As a result, consumers find themselves facing heightened uncertainty around job security and increased demands on their already strained disposable income.
Consumers are responding in diverse ways, with behavioural changes reflecting a new set of priorities across the lending landscape. Lenders are also responding with a clear shift towards short-term, revolving and micro loans to address immediate cost of living expenses.
Credit is critical to consumer wellbeing and financial inclusion. By accessing credit products and services, consumers are empowered to manage their daily, and often unforeseen financial needs. Financial inclusion allows economic advancement and upward mobility opportunities for consumers looking to buy their first vehicle, first home or to fund higher education. Smaller loans are becoming increasingly popular as consumers look to cover the cost of recurring expenses like utility bills, various taxes, and everyday living expenses and services.

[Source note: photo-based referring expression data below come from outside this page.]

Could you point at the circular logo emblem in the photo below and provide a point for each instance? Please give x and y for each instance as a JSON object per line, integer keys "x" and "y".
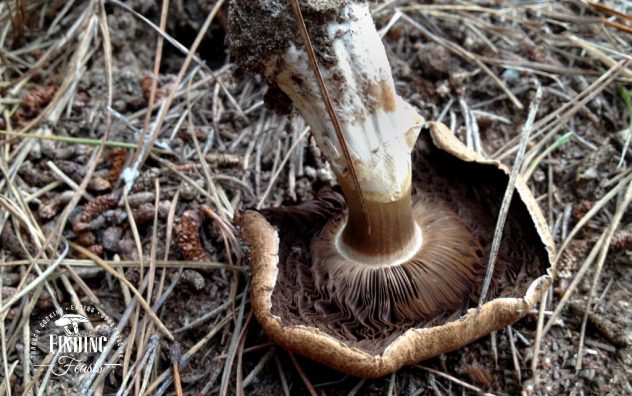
{"x": 71, "y": 340}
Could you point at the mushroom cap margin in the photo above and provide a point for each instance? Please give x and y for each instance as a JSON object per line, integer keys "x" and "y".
{"x": 415, "y": 344}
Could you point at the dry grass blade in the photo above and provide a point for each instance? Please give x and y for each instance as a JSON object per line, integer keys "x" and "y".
{"x": 41, "y": 278}
{"x": 623, "y": 206}
{"x": 330, "y": 107}
{"x": 130, "y": 174}
{"x": 504, "y": 208}
{"x": 122, "y": 279}
{"x": 301, "y": 372}
{"x": 190, "y": 353}
{"x": 453, "y": 379}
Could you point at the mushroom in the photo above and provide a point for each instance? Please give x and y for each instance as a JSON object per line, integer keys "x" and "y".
{"x": 386, "y": 275}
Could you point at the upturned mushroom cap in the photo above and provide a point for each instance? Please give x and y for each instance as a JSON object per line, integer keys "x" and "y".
{"x": 473, "y": 186}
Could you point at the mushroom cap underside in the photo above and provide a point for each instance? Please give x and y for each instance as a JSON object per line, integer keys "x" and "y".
{"x": 444, "y": 167}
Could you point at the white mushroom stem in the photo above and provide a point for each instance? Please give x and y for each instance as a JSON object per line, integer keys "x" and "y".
{"x": 379, "y": 127}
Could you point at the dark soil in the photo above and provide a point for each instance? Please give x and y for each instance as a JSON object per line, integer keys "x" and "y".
{"x": 222, "y": 151}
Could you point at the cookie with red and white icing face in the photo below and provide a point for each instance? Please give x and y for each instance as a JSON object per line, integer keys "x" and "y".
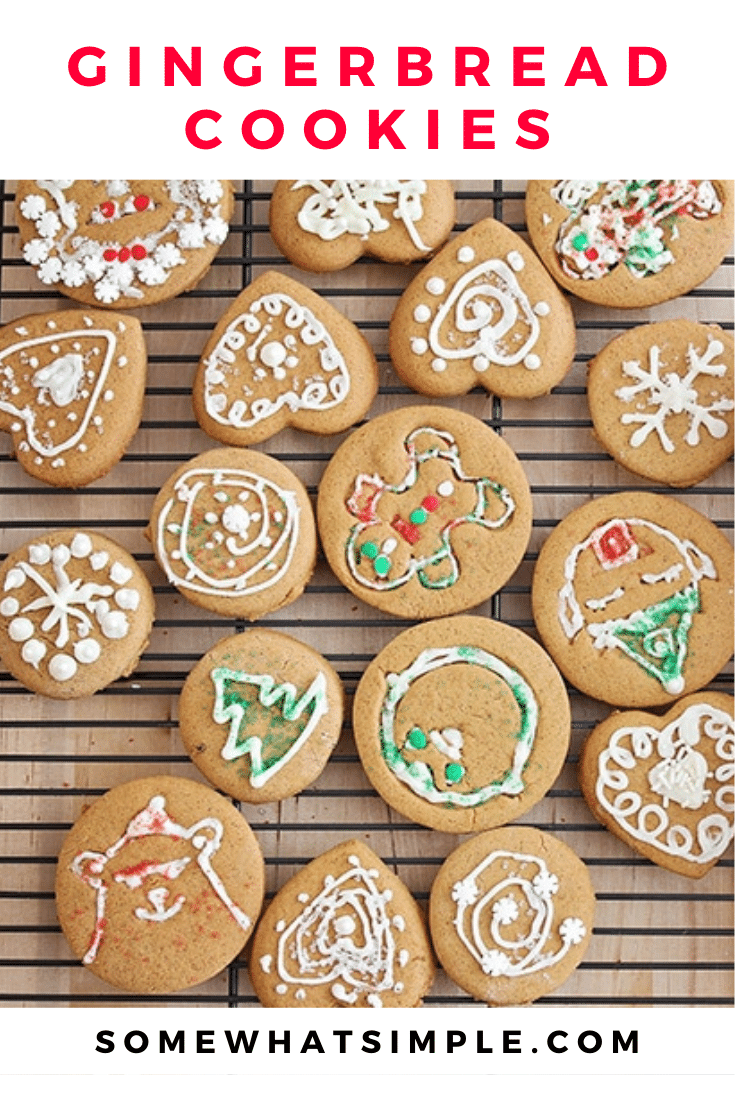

Credit awareness, education and access allows consumers to build and improve their credit profiles and remain actively engaged in the credit system.
The key to enabling financial inclusion for underserved consumers across developed and developing markets alike lies in a better understanding of their specific behaviours and needs. Until recently, there was little available alternative, non-credit-based data though that could be used as a verifiable source of insight into the historic and predictive financial behaviours of the underserved and underbanked.
Alternative data is the key to unlocking several of the challenges facing the multitude of financial sectors across the African continent. By accessing a larger pool of consumer data, institutions will be able to bring underserved people into the financial mainstream, grow their books, and reduce non-performing loans through better risk management and predictions.
Data-driven lending and decision-making is essential to the success of any modern financial institution. It is vital that the credit market starts considering these alternative sources of data to make more informed risk decisions.
Consumers are leaving clues to their behaviour all over, and lenders must find, and use, that data, which is the foundation of future consumer credit – but the financial services sector must seize the opportunities it offers now.